Chiba Yasutaka
Department of Environmental Medicine and Behavioral Science, Kinki University School of Medicine, Osakasayama, Osaka 589-8511, Japan.
Biom J. 2009 Aug;51(4):670-6. doi: 10.1002/bimj.200800195.
Unmeasured confounders are a common problem in drawing causal inferences in observational studies. VanderWeele (Biometrics 2008, 64, 702-706) presented a theorem that allows researchers to determine the sign of the unmeasured confounding bias when monotonic relationships hold between the unmeasured confounder and the treatment, and between the unmeasured confounder and the outcome. He showed that his theorem can be applied to causal effects with the total group as the standard population, but he did not mention the causal effects with treated and untreated groups as the standard population. Here, we extend his results to these causal effects, and apply our theorems to an observational study.
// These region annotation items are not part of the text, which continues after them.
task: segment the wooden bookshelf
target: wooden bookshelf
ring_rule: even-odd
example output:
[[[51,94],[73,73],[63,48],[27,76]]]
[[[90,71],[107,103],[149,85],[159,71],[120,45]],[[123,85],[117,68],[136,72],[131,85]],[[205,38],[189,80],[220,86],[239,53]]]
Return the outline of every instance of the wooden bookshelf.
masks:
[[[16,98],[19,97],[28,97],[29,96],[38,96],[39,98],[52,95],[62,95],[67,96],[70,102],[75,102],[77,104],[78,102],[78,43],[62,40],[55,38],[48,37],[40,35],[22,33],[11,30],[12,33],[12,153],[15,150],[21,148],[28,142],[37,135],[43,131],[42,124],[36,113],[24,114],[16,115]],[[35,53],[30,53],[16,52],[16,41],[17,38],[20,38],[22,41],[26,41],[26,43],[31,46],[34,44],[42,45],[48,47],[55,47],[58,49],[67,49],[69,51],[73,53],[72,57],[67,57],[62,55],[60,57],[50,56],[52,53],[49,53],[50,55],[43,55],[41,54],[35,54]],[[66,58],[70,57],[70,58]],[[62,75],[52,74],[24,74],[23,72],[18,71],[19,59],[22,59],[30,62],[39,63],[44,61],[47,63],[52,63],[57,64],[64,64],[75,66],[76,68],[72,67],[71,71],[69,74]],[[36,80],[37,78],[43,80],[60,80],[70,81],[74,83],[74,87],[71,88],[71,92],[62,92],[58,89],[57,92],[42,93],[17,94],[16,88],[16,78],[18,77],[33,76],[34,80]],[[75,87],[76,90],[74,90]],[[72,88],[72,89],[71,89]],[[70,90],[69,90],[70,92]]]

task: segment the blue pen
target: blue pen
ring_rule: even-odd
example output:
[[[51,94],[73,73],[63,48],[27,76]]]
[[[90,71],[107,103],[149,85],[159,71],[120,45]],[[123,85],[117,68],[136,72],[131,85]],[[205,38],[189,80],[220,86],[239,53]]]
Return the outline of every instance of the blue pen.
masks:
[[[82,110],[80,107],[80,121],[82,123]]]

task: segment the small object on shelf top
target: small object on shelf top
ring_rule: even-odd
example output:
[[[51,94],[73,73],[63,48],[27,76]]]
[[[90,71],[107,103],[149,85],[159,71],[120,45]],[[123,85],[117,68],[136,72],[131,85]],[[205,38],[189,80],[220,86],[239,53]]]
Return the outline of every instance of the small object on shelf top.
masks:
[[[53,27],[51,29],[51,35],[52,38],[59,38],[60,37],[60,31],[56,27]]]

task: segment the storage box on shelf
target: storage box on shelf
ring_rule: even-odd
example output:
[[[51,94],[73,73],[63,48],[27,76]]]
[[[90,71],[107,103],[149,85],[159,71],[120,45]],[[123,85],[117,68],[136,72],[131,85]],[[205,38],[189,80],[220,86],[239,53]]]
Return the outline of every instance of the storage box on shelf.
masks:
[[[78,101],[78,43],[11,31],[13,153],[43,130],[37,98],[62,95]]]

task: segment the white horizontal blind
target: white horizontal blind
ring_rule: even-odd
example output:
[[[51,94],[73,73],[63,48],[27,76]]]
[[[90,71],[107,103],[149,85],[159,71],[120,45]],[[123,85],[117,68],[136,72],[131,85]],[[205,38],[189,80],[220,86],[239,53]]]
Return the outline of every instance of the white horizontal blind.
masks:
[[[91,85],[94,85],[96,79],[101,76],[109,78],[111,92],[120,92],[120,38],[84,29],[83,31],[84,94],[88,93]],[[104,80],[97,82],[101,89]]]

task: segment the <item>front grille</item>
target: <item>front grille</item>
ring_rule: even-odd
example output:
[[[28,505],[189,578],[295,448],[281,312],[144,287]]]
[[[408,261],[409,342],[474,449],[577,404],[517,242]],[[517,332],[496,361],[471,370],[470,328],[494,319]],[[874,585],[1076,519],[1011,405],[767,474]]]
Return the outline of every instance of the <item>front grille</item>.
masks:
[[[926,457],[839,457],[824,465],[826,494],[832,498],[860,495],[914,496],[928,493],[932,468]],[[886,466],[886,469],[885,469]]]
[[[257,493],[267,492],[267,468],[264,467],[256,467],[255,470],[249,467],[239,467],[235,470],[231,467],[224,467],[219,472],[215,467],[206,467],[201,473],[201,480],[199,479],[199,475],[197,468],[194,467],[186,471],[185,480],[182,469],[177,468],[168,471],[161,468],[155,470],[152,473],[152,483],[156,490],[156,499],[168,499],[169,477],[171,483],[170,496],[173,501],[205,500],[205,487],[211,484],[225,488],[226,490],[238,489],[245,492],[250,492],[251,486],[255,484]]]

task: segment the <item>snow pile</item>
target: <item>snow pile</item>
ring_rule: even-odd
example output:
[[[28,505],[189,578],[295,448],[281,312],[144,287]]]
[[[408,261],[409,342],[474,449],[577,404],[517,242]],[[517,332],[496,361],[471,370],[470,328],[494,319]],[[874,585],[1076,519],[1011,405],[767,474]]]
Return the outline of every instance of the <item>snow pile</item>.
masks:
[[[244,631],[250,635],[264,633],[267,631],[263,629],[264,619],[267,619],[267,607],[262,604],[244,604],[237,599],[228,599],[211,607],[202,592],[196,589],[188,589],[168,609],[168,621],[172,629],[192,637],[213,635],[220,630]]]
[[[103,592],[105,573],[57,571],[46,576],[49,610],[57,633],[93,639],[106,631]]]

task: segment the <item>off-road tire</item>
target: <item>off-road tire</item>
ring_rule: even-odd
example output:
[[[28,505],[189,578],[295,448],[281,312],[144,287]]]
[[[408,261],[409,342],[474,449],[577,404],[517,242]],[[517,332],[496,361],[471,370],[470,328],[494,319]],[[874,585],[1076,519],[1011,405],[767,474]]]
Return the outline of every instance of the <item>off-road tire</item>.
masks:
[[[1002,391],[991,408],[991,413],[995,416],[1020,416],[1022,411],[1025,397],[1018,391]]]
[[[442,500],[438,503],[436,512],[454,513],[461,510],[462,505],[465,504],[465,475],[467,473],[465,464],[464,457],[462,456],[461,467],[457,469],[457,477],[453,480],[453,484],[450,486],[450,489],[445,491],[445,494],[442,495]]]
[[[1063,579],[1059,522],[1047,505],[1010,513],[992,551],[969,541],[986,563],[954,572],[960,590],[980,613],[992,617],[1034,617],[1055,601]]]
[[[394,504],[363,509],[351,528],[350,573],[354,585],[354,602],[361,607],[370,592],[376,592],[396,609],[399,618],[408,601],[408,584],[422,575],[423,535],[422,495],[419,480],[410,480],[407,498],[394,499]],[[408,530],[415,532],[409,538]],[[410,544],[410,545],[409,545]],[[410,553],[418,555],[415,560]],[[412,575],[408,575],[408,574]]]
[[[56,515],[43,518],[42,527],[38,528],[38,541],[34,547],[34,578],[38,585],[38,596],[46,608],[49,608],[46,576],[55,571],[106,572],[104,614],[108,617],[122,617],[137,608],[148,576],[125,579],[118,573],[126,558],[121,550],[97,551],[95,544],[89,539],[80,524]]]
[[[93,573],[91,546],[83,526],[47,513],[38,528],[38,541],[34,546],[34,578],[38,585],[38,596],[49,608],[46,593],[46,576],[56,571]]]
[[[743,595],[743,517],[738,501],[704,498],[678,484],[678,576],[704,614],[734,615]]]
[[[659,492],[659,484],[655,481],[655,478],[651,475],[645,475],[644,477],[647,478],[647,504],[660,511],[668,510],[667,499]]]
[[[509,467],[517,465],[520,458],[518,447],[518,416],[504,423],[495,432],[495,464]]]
When researchers have a sense of what the unmeasured confounder may be, conclusions can be drawn about the sign of the bias.
在观察性研究中进行因果推断时,未测量的混杂因素是一个常见问题。范德维尔(《生物统计学》2008年,第64卷,第702 - 706页)提出了一个定理,该定理使研究人员能够在未测量的混杂因素与处理之间以及未测量的混杂因素与结果之间存在单调关系时,确定未测量的混杂偏倚的符号。他表明他的定理可应用于以总体作为标准人群的因果效应,但他未提及以治疗组和未治疗组作为标准人群的因果效应。在此,我们将他的结果扩展到这些因果效应,并将我们的定理应用于一项观察性研究。当研究人员对未测量的混杂因素可能是什么有一定认识时,就可以得出关于偏倚符号的结论。